Despite public cynicism about religious filmmakers
more concerned with selling seats than saving souls,
DeMille was a genuinely and deeply religious man
from a profoundly religious family. As he proudly
claimed near the end of his life: “my ministry was
making religious movies and getting more people
to read the Bible than anyone else ever has done.”

He achieved that consciousness-raising goal having
become “the Sunday school school teacher for the
American nation” and the rest of the Western world
before he died in 1959 at the very start of my own epic,
my involvement with a new, magnificent, wondrous epic.

Ron Price
29 August 2010
Posted at CHUD Forums
On: 4 October 2010
post #2 of 10
The King Of Kings is awesome because it has midgets in blackface impaled on spears.
post #3 of 10
That was The Sign of the Cross, which is also awesome for Claudette Colbert's breasts and Charles Laughton's pet naked man.
post #4 of 10
Ten Commandments is one of my favorite epic films, and for years was required easter activity. Its mark is indelible upon my psyche: The costumes by Edith Head, Anne Baxter and Debra Paget vamping it up, and Yul Brynner. Oh the Yul Brynner.

I think the spoils of Ethiopia scene is one of those beautiful moments of excess...It instantly calls to mind all those treasure hoards you read about in books like 1001 Arabian Nights.


The film is so full of itself, but I can't help but think it's raised beyond its roots by the (sometimes campy over) acting of the leads. I just love to put it on and let it play in the background. Gorgeous damn film.
post #5 of 10
Quote:
Originally Posted by Wayward_Woman View Post
Ten Commandments is one of my favorite epic films, and for years was required easter activity. Its mark is indelible upon my psyche: The costumes by Edith Head, Anne Baxter and Debra Paget vamping it up, and Yul Brynner. Oh the Yul Brynner.

I think the spoils of Ethiopia scene is one of those beautiful moments of excess...It instantly calls to mind all those treasure hoards you read about in books like 1001 Arabian Nights.


The film is so full of itself, but I can't help but think it's raised beyond its roots by the (sometimes campy over) acting of the leads.
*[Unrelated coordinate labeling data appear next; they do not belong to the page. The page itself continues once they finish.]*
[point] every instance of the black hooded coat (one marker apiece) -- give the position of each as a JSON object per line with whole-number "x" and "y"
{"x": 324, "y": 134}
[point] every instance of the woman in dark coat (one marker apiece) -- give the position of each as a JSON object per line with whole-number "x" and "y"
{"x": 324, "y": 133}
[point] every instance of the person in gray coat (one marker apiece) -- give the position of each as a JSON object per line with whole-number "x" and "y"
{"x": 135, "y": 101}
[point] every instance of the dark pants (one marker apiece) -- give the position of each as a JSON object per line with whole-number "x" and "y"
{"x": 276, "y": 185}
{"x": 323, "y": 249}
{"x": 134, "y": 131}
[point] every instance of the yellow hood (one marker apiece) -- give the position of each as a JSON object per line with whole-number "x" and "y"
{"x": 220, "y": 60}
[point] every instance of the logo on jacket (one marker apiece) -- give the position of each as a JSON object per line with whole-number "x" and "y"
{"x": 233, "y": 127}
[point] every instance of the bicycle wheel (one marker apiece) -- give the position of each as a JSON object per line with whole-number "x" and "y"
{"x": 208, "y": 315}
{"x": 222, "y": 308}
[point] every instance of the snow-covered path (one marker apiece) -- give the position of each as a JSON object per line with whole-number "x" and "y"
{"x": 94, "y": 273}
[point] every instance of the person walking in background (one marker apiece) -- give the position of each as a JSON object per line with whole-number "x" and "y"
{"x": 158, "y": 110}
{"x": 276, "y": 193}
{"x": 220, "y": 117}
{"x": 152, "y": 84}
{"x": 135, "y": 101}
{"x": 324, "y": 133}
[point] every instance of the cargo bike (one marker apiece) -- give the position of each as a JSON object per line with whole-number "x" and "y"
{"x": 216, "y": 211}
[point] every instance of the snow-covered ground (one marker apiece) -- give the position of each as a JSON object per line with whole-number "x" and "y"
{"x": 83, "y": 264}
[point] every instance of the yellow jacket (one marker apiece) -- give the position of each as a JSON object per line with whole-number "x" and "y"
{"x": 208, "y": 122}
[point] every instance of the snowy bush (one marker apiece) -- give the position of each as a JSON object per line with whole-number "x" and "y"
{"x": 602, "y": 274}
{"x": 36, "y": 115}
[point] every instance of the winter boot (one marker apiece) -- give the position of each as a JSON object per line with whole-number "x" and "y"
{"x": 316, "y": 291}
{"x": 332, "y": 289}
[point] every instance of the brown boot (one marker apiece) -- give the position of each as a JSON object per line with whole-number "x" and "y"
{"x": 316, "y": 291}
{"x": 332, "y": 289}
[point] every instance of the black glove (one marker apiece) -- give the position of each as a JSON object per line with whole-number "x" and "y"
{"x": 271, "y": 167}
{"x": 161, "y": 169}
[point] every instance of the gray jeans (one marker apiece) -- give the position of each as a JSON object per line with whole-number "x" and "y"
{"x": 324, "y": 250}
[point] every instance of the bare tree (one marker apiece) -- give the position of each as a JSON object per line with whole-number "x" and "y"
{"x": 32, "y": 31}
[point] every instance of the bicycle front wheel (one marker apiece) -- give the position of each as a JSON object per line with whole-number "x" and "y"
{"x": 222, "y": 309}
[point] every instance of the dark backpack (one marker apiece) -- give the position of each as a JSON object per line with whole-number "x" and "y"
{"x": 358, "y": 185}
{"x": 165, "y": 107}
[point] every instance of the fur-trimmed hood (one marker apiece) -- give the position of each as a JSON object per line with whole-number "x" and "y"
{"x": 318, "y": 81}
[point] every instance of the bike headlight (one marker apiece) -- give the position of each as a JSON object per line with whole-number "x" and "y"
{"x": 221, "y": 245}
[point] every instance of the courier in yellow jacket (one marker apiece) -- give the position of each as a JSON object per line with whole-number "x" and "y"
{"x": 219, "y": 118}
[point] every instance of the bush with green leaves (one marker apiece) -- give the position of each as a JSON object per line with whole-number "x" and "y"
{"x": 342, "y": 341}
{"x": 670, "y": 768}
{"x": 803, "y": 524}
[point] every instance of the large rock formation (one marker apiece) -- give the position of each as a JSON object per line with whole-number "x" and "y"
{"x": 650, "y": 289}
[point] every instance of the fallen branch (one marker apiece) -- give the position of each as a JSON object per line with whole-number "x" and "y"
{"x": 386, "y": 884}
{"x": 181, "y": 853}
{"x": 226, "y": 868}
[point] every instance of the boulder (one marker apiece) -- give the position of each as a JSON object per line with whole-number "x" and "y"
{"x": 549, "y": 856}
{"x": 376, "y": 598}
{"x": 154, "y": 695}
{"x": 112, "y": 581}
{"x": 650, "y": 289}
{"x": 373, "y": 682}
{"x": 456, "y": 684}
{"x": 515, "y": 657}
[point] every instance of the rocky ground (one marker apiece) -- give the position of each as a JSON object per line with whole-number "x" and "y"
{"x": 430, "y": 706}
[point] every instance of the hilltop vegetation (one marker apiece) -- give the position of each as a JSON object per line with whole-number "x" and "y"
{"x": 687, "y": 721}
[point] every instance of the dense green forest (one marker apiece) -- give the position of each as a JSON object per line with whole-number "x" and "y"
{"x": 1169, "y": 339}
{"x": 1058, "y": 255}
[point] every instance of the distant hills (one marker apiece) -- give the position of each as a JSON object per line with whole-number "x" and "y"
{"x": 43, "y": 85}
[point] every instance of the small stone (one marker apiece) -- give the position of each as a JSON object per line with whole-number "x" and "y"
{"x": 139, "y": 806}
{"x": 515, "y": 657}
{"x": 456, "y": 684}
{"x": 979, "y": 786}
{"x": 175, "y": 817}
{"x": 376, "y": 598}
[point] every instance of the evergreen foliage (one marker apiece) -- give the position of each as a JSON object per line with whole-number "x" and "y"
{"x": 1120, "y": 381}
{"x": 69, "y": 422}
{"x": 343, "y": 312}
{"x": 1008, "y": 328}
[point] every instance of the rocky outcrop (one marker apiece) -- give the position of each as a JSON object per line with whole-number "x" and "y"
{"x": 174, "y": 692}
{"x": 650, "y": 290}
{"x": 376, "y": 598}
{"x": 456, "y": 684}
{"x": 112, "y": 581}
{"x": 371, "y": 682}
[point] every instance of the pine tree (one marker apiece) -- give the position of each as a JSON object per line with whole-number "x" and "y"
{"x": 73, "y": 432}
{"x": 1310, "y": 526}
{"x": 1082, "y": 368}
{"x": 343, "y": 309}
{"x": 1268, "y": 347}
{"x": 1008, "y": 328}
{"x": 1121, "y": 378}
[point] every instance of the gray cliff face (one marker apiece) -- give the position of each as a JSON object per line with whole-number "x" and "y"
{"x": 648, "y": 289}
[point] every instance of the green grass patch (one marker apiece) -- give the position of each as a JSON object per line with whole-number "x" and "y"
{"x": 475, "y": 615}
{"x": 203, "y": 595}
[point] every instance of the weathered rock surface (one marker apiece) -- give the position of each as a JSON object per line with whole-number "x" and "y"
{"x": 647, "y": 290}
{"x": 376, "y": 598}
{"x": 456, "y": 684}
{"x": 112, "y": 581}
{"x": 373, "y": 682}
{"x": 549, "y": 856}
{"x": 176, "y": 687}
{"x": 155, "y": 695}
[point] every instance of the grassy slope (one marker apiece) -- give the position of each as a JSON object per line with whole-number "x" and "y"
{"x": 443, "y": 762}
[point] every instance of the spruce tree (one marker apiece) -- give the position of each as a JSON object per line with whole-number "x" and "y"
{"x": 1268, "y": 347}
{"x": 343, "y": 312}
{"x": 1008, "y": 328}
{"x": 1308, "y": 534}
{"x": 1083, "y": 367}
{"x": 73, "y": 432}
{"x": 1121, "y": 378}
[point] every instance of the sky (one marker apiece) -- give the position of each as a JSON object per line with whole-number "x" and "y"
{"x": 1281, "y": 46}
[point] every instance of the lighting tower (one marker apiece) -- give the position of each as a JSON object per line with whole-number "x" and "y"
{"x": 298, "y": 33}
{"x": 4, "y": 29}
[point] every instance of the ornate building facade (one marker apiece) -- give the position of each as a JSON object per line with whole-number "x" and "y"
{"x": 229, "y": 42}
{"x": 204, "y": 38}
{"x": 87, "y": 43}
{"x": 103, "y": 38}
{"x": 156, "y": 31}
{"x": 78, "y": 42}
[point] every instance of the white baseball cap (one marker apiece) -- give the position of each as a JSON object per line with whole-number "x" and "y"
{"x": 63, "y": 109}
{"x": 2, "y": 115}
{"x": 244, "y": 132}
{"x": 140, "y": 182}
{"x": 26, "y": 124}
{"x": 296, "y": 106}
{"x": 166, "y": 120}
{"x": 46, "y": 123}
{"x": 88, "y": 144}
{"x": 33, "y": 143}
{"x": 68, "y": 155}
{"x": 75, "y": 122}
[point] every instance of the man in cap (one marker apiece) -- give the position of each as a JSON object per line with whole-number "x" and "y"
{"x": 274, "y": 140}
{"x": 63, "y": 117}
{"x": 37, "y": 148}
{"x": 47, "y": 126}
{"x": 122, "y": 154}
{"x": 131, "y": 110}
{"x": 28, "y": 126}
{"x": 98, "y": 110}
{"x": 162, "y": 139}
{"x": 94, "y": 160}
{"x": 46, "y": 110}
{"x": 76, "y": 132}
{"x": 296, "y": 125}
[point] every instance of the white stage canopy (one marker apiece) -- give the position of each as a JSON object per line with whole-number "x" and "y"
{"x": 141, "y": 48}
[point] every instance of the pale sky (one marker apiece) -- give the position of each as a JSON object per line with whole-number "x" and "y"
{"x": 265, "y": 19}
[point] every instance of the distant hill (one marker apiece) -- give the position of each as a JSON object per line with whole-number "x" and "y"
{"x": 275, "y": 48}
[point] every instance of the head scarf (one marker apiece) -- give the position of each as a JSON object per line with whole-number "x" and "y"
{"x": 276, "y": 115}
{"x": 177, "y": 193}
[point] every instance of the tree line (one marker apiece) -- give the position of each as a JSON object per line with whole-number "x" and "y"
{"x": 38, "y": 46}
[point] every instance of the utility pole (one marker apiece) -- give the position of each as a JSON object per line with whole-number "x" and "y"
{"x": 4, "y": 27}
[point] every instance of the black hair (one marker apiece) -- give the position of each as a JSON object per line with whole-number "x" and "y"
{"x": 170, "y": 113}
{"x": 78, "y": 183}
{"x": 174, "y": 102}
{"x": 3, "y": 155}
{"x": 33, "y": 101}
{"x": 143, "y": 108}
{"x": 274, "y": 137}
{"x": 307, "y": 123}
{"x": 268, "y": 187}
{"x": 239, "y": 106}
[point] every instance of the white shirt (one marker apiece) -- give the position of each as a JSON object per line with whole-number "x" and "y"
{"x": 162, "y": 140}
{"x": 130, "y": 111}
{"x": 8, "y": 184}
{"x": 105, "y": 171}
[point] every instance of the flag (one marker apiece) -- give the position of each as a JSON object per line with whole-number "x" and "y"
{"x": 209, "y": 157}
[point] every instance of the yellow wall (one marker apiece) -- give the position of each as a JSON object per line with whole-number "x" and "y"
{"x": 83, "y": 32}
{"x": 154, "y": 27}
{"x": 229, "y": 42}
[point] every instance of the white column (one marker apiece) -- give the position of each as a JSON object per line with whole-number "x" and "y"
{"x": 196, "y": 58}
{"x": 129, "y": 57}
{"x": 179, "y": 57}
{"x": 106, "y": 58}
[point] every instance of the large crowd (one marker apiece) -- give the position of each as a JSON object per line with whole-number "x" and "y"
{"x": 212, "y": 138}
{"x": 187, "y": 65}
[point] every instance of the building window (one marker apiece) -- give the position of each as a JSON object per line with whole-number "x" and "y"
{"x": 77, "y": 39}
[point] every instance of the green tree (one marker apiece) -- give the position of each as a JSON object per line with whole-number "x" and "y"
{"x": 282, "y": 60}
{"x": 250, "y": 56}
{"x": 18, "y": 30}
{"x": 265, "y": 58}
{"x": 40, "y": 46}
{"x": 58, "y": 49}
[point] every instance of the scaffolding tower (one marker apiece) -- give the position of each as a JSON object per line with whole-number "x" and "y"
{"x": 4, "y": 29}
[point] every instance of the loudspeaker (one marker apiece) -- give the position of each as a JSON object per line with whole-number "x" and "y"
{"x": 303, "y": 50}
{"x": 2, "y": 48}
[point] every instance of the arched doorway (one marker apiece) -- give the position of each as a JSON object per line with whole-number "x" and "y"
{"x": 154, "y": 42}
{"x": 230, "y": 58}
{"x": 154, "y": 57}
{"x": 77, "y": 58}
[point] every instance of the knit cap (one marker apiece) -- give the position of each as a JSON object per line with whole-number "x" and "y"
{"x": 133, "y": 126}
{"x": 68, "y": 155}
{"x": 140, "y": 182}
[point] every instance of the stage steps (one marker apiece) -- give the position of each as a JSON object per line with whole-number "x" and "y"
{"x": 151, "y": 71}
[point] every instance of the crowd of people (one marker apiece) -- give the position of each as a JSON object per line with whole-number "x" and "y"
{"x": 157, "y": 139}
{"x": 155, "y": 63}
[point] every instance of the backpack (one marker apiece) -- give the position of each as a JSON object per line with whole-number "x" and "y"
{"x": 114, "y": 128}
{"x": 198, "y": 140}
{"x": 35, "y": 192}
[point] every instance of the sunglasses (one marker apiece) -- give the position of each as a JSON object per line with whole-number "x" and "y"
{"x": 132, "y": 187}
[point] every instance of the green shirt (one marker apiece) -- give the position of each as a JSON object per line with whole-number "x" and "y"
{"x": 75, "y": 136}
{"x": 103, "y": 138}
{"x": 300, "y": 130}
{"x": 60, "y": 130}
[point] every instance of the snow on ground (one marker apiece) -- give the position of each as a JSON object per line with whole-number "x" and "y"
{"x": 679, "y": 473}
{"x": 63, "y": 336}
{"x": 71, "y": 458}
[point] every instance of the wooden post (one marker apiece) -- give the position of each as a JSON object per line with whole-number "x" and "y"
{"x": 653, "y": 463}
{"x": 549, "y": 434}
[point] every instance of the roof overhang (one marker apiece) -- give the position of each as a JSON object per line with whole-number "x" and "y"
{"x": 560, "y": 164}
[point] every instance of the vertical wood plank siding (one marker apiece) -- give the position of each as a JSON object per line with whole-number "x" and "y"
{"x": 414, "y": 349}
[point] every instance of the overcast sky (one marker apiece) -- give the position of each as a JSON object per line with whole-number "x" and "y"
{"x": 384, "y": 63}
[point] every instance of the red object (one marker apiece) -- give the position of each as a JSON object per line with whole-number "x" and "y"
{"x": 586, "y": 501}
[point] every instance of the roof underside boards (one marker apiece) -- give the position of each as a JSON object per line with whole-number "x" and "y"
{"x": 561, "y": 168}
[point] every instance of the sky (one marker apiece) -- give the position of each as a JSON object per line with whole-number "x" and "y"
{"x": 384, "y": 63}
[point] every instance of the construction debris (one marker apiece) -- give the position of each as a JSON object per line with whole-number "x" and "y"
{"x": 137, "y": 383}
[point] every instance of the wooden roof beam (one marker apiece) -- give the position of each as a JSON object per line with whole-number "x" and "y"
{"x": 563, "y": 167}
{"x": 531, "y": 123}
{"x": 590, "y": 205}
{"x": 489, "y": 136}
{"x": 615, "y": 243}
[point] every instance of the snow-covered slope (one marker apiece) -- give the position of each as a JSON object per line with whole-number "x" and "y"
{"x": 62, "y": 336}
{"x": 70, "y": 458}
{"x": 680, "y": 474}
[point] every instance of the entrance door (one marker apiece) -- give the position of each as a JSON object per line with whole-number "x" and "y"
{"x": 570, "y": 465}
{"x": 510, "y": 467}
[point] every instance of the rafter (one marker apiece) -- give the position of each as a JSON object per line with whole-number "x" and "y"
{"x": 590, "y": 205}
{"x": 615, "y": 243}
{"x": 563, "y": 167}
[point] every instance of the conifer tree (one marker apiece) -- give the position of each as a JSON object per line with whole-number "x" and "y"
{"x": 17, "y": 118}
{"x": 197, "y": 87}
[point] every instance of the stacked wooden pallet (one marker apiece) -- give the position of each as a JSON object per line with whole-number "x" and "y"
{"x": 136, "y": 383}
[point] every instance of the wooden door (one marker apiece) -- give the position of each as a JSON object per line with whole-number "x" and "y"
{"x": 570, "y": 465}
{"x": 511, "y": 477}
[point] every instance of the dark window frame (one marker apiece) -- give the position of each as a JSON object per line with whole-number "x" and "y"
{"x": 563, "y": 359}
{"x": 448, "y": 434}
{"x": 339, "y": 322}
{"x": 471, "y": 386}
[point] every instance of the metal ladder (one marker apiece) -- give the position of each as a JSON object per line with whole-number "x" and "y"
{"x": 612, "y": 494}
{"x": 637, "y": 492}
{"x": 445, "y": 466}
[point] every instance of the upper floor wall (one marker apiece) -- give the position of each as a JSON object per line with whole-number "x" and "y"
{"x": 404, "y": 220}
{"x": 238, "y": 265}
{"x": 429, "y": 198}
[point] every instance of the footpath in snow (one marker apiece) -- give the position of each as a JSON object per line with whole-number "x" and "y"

I just love to put it on and let it play in the background. Gorgeous damn film.
Still a big bombastic favourite of mine as well from way back. Yul Brynner is a fucking pimp in sandals in that move. So cool.
post #6 of 10
O-beh? Mooooe-zess, Mooooe-zess...
post #7 of 10
Quote:
Originally Posted by mcnooj82 View Post
O-beh? Mooooe-zess, Mooooe-zess...
Haaaaaahahahahahaha

YOU try and order this guy around...

post #8 of 10
Thread Starter 

Thanks Folks

I have enjoyed reading your responses, folks. At the age of 66, I find many of the younger generations(for convenience lets say those born after 1970) have a wonderful sense of humour. That may be because, as the great American critic Gore Vidal once wrote, "they have had laughing-gas pumped into their lounge-rooms every night all their lives."-Ron
post #9 of 10
Vidal had his finger on the pulse of contemporary America. He knew what went on in our lounge rooms.
post #10 of 10
My favorite aspect of The Ten Commandments is the decision to add a female antagonist to the story, so that Jehovah comes across as less of a villain.